Le tapis de feuilles mortes rassemblées devant les escaliers par un jardinier l’obligea à faire un crochet. Elle lança un sourire à l’homme au balai qui le lui rendit.

Selon le garçonnet, la vie ne valait pas la peine d’être vécue, point. Et les bipèdes adultes de son espèce, malgré tous leurs efforts, n’y changeraient rien. L’amour conjugué de ses proches, les visites de ses camarades, l’abnégation souriante des infirmières, l’attention soutenue de la doctoresse en chef… rien n’avait pu infléchir sa décision. L’enfant au regard foncé répétait et déclinait en souriant :

- Je ne suis pas fait pour vivre.. je suis de trop, c’est évident…

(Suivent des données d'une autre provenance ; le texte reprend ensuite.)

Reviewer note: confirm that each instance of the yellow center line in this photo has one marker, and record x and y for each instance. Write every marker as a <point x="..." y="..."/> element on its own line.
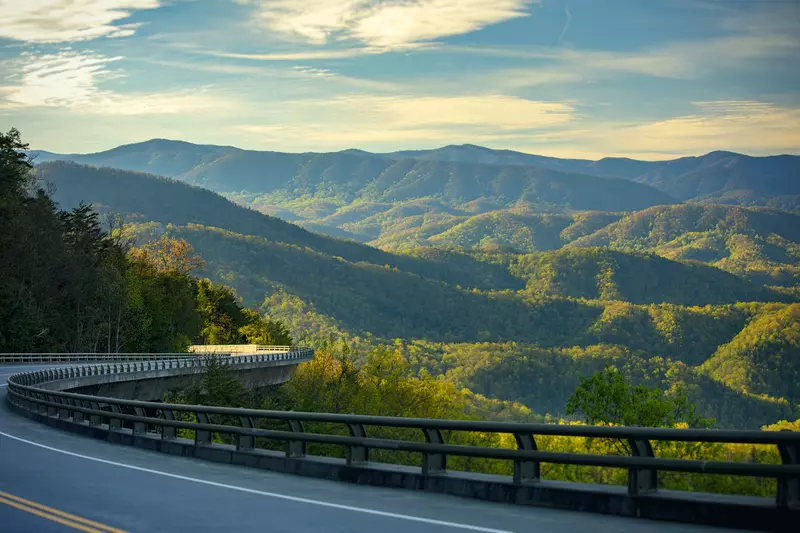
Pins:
<point x="76" y="522"/>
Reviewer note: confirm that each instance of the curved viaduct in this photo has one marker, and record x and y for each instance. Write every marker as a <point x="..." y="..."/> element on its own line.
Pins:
<point x="53" y="478"/>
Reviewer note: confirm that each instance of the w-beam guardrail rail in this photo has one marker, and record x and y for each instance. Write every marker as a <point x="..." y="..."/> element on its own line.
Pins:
<point x="155" y="426"/>
<point x="36" y="358"/>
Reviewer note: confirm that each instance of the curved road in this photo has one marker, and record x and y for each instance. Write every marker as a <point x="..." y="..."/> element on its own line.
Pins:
<point x="53" y="481"/>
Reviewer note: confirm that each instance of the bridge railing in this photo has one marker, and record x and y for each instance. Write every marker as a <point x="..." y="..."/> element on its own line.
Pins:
<point x="87" y="357"/>
<point x="642" y="465"/>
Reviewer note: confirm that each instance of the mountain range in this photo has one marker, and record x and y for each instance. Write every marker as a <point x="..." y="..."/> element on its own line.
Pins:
<point x="514" y="302"/>
<point x="373" y="197"/>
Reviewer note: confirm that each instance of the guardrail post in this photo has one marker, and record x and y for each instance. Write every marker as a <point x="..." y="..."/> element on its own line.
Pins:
<point x="77" y="416"/>
<point x="168" y="432"/>
<point x="641" y="480"/>
<point x="296" y="448"/>
<point x="51" y="409"/>
<point x="95" y="420"/>
<point x="789" y="488"/>
<point x="245" y="442"/>
<point x="526" y="471"/>
<point x="114" y="423"/>
<point x="202" y="437"/>
<point x="63" y="412"/>
<point x="433" y="463"/>
<point x="357" y="454"/>
<point x="139" y="427"/>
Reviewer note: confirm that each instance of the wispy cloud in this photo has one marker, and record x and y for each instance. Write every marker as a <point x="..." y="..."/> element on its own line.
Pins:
<point x="403" y="120"/>
<point x="383" y="24"/>
<point x="566" y="23"/>
<point x="681" y="60"/>
<point x="53" y="21"/>
<point x="74" y="80"/>
<point x="754" y="127"/>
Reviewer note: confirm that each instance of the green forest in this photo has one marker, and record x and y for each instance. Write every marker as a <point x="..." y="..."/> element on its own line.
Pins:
<point x="72" y="282"/>
<point x="700" y="298"/>
<point x="680" y="315"/>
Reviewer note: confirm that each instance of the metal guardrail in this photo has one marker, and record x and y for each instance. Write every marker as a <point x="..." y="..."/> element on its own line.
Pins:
<point x="88" y="356"/>
<point x="642" y="465"/>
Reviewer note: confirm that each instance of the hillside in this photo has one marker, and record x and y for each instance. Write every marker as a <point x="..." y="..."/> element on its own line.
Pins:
<point x="320" y="286"/>
<point x="148" y="198"/>
<point x="604" y="274"/>
<point x="720" y="177"/>
<point x="763" y="357"/>
<point x="760" y="244"/>
<point x="494" y="230"/>
<point x="345" y="177"/>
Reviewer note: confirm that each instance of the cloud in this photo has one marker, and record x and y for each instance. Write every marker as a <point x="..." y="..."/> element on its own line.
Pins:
<point x="53" y="21"/>
<point x="681" y="60"/>
<point x="383" y="24"/>
<point x="738" y="125"/>
<point x="73" y="80"/>
<point x="405" y="121"/>
<point x="566" y="23"/>
<point x="752" y="127"/>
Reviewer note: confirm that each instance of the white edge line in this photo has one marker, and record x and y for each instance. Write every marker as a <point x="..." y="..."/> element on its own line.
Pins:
<point x="264" y="493"/>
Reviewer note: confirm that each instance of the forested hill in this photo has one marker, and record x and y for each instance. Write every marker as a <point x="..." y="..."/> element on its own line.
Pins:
<point x="721" y="177"/>
<point x="660" y="321"/>
<point x="346" y="177"/>
<point x="725" y="177"/>
<point x="149" y="198"/>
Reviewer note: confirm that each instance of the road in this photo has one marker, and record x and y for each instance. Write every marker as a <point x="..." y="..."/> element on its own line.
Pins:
<point x="54" y="481"/>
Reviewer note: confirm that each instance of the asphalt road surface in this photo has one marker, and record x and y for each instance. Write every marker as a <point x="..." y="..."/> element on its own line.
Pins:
<point x="54" y="481"/>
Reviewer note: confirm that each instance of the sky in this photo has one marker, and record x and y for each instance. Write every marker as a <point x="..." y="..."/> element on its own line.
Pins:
<point x="648" y="79"/>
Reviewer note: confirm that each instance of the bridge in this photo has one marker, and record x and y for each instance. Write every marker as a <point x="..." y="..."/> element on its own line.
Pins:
<point x="52" y="478"/>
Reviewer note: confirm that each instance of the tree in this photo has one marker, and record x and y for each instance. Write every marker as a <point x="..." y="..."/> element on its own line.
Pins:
<point x="169" y="254"/>
<point x="609" y="398"/>
<point x="259" y="330"/>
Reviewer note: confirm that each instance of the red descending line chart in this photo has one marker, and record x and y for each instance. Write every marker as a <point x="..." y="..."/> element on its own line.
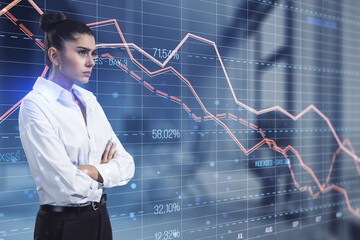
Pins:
<point x="208" y="115"/>
<point x="241" y="116"/>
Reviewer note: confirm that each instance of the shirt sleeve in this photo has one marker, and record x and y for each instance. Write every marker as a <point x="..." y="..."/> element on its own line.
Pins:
<point x="50" y="165"/>
<point x="119" y="170"/>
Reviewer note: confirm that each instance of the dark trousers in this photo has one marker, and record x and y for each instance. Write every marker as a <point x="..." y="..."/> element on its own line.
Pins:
<point x="91" y="225"/>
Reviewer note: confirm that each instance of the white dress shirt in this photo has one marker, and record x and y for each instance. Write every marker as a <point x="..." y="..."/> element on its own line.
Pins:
<point x="56" y="140"/>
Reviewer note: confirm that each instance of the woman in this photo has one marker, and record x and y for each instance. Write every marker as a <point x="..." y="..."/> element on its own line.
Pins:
<point x="72" y="151"/>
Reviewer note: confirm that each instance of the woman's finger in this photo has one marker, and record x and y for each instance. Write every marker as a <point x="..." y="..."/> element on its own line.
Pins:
<point x="112" y="151"/>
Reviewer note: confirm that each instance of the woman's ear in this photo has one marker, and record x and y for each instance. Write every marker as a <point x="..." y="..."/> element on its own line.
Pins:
<point x="54" y="56"/>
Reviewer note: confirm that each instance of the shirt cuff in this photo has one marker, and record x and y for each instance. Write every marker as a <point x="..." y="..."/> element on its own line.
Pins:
<point x="104" y="171"/>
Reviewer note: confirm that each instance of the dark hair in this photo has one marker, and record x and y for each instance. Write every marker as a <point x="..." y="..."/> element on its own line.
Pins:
<point x="58" y="28"/>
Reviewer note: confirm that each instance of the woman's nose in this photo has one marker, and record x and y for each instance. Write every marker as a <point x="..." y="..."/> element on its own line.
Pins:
<point x="90" y="61"/>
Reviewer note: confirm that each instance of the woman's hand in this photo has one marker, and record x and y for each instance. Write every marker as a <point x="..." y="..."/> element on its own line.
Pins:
<point x="109" y="152"/>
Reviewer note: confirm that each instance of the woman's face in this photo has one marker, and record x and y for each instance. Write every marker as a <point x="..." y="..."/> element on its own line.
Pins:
<point x="76" y="60"/>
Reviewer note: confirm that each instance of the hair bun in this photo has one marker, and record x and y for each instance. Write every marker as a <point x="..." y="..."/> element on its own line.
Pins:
<point x="48" y="20"/>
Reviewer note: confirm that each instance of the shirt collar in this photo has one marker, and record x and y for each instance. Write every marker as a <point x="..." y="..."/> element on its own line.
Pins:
<point x="51" y="91"/>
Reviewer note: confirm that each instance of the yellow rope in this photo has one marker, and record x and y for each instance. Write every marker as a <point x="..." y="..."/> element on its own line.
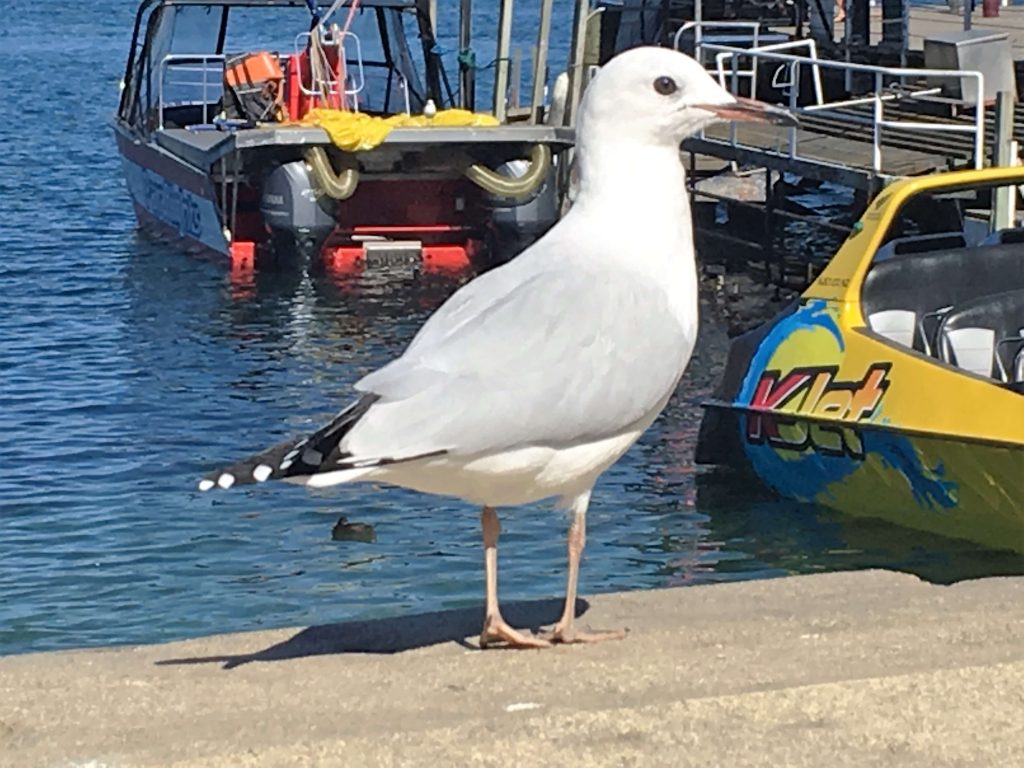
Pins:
<point x="353" y="131"/>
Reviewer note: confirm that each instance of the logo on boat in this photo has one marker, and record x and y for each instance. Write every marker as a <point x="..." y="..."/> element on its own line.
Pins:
<point x="815" y="392"/>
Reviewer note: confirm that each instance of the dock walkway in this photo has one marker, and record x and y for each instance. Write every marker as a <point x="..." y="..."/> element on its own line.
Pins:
<point x="838" y="144"/>
<point x="843" y="670"/>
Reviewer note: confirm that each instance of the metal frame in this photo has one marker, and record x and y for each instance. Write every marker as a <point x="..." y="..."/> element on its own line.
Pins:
<point x="143" y="16"/>
<point x="878" y="98"/>
<point x="186" y="58"/>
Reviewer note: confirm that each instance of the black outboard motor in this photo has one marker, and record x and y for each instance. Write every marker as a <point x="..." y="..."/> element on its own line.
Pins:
<point x="300" y="220"/>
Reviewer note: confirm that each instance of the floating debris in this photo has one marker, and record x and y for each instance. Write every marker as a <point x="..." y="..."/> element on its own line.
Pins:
<point x="344" y="530"/>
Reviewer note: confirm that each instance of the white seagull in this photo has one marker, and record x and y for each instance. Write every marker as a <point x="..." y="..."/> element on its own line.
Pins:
<point x="535" y="378"/>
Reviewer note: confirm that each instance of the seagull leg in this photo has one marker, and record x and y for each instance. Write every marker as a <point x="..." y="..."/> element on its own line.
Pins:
<point x="496" y="628"/>
<point x="565" y="631"/>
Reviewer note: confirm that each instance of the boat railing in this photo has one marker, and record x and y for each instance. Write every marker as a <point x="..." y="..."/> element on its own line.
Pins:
<point x="891" y="84"/>
<point x="325" y="85"/>
<point x="738" y="34"/>
<point x="203" y="76"/>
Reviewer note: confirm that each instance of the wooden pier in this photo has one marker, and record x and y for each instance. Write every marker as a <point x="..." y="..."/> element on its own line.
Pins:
<point x="859" y="129"/>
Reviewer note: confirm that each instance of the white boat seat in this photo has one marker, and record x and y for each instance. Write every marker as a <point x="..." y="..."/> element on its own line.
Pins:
<point x="895" y="325"/>
<point x="970" y="348"/>
<point x="911" y="293"/>
<point x="985" y="336"/>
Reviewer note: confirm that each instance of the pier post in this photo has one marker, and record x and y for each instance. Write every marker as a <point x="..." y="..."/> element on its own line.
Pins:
<point x="502" y="59"/>
<point x="467" y="73"/>
<point x="768" y="239"/>
<point x="541" y="62"/>
<point x="432" y="14"/>
<point x="578" y="53"/>
<point x="1004" y="211"/>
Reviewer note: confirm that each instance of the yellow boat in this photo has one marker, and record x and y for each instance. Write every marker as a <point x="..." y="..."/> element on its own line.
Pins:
<point x="894" y="387"/>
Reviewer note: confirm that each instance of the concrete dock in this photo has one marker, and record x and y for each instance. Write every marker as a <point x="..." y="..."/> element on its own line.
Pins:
<point x="864" y="669"/>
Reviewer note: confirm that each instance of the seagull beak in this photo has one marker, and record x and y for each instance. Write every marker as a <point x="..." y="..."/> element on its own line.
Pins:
<point x="751" y="111"/>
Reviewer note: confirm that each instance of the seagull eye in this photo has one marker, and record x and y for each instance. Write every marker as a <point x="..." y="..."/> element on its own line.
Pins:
<point x="666" y="85"/>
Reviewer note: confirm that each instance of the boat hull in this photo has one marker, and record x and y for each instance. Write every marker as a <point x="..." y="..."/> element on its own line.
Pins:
<point x="938" y="483"/>
<point x="171" y="198"/>
<point x="827" y="414"/>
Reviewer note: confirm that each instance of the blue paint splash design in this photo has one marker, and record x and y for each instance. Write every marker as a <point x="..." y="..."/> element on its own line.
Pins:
<point x="812" y="314"/>
<point x="927" y="485"/>
<point x="807" y="476"/>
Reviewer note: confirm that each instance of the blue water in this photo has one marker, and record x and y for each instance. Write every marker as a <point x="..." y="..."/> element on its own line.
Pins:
<point x="127" y="369"/>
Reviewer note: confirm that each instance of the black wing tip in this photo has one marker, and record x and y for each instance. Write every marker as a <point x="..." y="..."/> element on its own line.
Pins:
<point x="294" y="458"/>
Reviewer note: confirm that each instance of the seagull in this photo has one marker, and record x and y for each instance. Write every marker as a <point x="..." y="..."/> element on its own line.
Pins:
<point x="536" y="377"/>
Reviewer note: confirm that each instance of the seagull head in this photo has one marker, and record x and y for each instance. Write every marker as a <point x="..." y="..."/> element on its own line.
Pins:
<point x="660" y="96"/>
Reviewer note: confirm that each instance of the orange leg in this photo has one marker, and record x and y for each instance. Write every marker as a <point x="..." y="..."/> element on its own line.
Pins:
<point x="565" y="631"/>
<point x="496" y="628"/>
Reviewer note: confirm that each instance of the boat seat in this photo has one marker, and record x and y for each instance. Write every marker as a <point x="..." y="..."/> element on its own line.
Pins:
<point x="1014" y="235"/>
<point x="905" y="297"/>
<point x="985" y="336"/>
<point x="921" y="244"/>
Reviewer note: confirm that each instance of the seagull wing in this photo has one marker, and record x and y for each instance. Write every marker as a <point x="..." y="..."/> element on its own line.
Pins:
<point x="566" y="355"/>
<point x="523" y="355"/>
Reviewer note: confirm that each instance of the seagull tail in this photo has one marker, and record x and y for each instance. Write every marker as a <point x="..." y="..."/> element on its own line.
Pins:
<point x="298" y="460"/>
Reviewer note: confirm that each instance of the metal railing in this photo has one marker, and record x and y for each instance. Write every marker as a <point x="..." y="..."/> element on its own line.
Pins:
<point x="318" y="87"/>
<point x="207" y="86"/>
<point x="884" y="78"/>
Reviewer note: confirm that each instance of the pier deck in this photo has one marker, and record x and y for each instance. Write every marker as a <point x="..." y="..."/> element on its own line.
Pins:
<point x="845" y="670"/>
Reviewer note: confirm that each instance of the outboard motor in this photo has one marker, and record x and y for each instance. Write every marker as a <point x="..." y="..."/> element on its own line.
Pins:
<point x="518" y="225"/>
<point x="300" y="220"/>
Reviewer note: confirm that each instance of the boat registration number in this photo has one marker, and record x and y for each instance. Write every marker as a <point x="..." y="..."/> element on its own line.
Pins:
<point x="390" y="255"/>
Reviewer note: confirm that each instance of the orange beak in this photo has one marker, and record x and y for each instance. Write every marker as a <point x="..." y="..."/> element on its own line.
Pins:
<point x="752" y="111"/>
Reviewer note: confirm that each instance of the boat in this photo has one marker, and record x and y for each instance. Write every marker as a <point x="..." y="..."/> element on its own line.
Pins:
<point x="304" y="131"/>
<point x="893" y="387"/>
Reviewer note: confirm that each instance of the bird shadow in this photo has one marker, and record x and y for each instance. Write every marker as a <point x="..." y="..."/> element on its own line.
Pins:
<point x="392" y="635"/>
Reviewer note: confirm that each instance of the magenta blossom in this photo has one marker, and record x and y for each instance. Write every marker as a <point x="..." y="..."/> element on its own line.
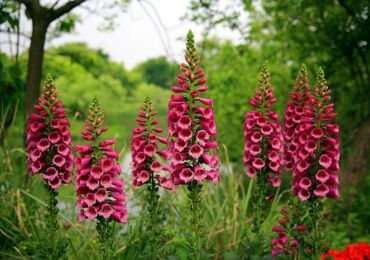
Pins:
<point x="315" y="148"/>
<point x="49" y="139"/>
<point x="191" y="125"/>
<point x="262" y="135"/>
<point x="300" y="98"/>
<point x="145" y="151"/>
<point x="98" y="183"/>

Les infirmières comprenaient confusément que le gosse ne voyait pas pourquoi ce monde méritait encore d’être connu, exploré. C’était juste une non envie d’entrer en matière. Ses parents, elle secrétaire, lui mécanicien, n’avaient rien de particulier. Des gens simples, adorables. Le fiston l’assurait lui-même : il n’avait rien à leur reprocher, surtout pas de l’avoir amené à la vie, au contraire, surtout pas…. Son expérience restait irremplaçable. Il insistait : irremplaçable. Leur expliquant : vous n’y pouvez rien, mes amours, mes chéris… c’est comme ça. Il parvenait à même leur remonter le moral.

Dans le hall, l’hôtesse d’accueil lui adressa le salut matinal routinier derrière son grand vitrage.

Une semaine après l’arrivée du malade, un collègue d’Emma, Pierre B, vieux médecin, était venu trouver l’enfant sous un prétexte imaginaire. Quelques heures plus tard il prenait la doctoresse à part au détour d’un couloir :
- Je suis bouleversé, je reviens des Andes… ici les magasins, les rues, tout m’inspire une aversion irraisonnée. Les fêtes qui approchent, la foule des acheteurs, les corps pétant de cholestérol, le fric… C’est affreux, le seul endroit où je me sens mieux c’est ici, à l’hôpital. L’argent me gêne, il envahit tout… je ne vois plus des personnes, mais de petits amas de pognon, de mesquines solitudes feutrées, comme si les gens n’avaient pas besoin les uns des autres, comme s’il n’y avait plus de communauté…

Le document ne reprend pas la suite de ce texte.